Изменить размер шрифта - +
К. Г. Юнг объясняет все это как контакт с коллективным бессознательным и его реактивацией. Но, не выходя из нашей собственной сферы, мы можем видеть прежде всего, почему инициация у примитивных всегда происходит в связи с откровением священных знаний и мудрости. Именно в период уединения — то есть когда предполагается, что неофиты заглочены в чрево чудовища или оказываются в Преисподней — неофиты обучаются тайным традициям племени. Истинные знания, которые передаются мифами и символами, доступны только в ходе или после процесса духовного возрождения, осуществляемого инициирующей смертью и воскрешением.

Теперь мы в состоянии понять, почему одна и та же схема инициации, включающая страдания, смерть и воскрешение, появляется во всех таинствах, — как в обрядах достижения половозрелости, так и в обрядах вступления в тайное общество и почему тот же самый сценарий можно проследить в раскалывающих личность переживаниях, предшествующих мистическому призванию. Прежде всего мы понимаем следующее: человек архаических обществ стремился победить смерть, придавая ей такое значение, что, в конечном итоге, она перестала быть прекращением, а стала обрядом перехода. Другими словами, для примитивных народов человек умирает по отношению к чему-то, что не является существенным, человек умирает для мирской жизни. Короче говоря, к смерти начинают относиться как к высшей инициации, а именно — как к началу духовного существования. Более того, рождение, смерть и возрождение понимались как три момента этого одного таинства, и вся духовная энергия архаического человека была направлена на то, чтобы показать, что между этими моментами не должно быть никакого барьера. Человек не может остановиться ни в каком из этих моментов, человек не может остаться, например, в смерти или в рождении. Движение — возрождение — всегда продолжается: космогония неустанно повторяется для того, чтобы то, что человек делает, было сделано хорошо — будь то рождение ребенка или строительство дома, или вхождение в духовное призвание. Вот почему мы всегда обнаруживали, что обряды инициации имеют космогоническую связь.

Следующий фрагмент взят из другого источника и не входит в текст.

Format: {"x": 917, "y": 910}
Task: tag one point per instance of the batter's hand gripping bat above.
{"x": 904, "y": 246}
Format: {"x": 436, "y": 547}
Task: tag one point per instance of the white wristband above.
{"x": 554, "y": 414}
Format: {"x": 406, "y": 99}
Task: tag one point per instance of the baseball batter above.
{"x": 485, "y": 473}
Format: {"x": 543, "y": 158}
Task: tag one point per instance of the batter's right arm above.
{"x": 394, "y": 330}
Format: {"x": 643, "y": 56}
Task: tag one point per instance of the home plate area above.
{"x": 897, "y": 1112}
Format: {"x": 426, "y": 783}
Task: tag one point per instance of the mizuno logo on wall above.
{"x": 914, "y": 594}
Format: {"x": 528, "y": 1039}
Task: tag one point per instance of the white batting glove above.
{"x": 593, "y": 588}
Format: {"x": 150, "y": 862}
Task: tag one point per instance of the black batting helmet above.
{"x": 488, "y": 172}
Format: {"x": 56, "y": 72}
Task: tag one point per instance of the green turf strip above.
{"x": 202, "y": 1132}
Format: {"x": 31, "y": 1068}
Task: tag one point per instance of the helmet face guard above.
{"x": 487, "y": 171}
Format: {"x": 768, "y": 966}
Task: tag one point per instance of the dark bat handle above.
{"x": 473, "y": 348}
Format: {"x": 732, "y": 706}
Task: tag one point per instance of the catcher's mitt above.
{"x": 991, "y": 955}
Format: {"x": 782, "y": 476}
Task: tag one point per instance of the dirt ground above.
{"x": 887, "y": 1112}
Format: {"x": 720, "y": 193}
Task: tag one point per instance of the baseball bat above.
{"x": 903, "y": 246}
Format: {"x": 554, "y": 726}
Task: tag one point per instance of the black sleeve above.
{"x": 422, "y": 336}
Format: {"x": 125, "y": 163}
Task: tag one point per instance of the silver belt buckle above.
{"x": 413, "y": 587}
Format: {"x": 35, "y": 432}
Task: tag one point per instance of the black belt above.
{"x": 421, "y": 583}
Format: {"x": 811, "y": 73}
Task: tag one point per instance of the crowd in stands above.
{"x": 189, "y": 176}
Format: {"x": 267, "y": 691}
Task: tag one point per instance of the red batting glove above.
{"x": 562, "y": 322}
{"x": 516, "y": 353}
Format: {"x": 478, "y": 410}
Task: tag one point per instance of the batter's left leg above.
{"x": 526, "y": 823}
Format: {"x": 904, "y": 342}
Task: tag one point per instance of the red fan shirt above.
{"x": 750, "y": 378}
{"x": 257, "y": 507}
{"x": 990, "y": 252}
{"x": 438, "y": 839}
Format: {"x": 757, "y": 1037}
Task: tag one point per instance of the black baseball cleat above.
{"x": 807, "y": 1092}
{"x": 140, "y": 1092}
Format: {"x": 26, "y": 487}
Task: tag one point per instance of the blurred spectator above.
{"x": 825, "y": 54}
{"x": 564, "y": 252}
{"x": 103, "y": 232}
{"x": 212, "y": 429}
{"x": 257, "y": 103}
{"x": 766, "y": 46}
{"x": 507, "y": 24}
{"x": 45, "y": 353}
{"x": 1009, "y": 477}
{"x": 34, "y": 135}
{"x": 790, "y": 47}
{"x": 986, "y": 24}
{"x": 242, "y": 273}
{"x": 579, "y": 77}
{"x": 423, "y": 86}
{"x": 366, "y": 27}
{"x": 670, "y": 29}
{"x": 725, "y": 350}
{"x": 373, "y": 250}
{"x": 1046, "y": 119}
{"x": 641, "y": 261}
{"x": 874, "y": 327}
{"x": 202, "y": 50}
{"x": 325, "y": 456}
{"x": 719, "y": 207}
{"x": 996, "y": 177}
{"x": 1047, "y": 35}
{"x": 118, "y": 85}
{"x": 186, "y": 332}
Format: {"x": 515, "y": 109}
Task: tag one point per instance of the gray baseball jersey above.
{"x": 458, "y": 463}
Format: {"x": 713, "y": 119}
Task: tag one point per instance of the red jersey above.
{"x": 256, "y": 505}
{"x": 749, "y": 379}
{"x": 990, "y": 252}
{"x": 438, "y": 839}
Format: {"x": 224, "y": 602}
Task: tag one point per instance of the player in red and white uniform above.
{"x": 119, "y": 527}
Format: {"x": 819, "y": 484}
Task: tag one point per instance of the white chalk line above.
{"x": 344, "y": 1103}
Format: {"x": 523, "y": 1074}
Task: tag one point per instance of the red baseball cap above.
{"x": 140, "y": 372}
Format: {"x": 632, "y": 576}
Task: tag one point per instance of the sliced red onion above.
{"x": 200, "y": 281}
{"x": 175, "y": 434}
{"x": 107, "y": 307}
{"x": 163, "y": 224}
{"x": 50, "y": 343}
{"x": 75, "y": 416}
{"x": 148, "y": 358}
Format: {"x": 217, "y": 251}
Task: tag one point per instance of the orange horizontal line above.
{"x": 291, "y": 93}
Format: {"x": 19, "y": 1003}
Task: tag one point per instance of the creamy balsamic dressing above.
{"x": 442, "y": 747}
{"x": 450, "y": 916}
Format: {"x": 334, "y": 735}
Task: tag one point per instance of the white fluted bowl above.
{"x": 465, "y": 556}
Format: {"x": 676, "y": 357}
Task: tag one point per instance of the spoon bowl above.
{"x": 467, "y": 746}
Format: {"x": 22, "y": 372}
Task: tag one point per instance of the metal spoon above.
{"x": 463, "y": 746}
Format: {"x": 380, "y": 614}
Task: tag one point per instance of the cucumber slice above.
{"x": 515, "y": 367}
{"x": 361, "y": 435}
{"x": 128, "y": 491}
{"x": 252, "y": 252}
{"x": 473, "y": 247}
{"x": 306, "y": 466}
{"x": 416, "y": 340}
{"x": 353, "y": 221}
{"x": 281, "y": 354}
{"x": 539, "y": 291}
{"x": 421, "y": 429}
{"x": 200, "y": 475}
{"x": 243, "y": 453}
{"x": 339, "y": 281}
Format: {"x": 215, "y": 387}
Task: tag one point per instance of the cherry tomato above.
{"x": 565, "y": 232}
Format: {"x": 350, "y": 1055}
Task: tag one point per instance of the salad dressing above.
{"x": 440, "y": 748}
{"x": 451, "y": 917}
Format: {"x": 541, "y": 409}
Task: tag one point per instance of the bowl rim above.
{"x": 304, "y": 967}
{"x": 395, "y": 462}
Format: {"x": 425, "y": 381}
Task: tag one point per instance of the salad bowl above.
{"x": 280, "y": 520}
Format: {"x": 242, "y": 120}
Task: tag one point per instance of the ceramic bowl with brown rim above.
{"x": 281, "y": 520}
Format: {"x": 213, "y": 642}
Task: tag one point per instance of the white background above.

Сама мудрость, а значит, и все священные и созидательные знания постигаются как плод инициации, то есть как результат и космогонии, и духовного рождения. Сократ не ошибался, сравнивая себя с акушеркой, так как он помогал людям родиться в самосознании. Еще более ясно выражается св. Павел в своем Послании к Титу, говоря о своих «духовных сыновьях» — сыновьях, которых он породил своей верой. Тот же символизм снова встречается в буддистской традиции: монах отказывается от своего родового имени и становится «сыном Будды» (Шакья-путра), потому что он рождается среди святых (орья). Как сказал о себе Кассапа «Родной сын Благословенного, появившийся на свет из его рта, рожденный от дхамма, сформированный дхамма и тому подобное» (Samyutta Nykaya, II, 221). Но это инициирующее рождение подразумевает смерть по отношению к мирскому миру. Схема сохранилась как в индуизме, так и в буддизме. Йог умирает по отношению к этой жизни, чтобы возродиться в иной форме существования — той, которая характеризуется «освобождением». Будда учит путям и способам умирания по отношению к мирскому человеческому состоянию — то есть по отношению к зависимости и незнанию и возрождению в свободе, блаженстве и необусловленном состоянии нирваны. Индусская терминология инициирующего возрождения иногда напоминает архаический символизм «нового тела», приобретенного неофитом. Сам Будда провозглашает: «Я показал своим ученикам способ, при помощи которого они могут сотворить, покинув свое тело (созданное четырьмя элементами), другое тело из мыслящей субстанции (рупаманомая), со всеми его членами и наделенное трансцендентальными способностями (абхининдрьям)».

Мы полагаем, что все это доказывает то, что архаическое определение смерти как высшего средства духовного возрождения, положило начало сценарию инициации, который сохраняется даже в великих мировых религиях, а также получает свою оценку и в христианстве.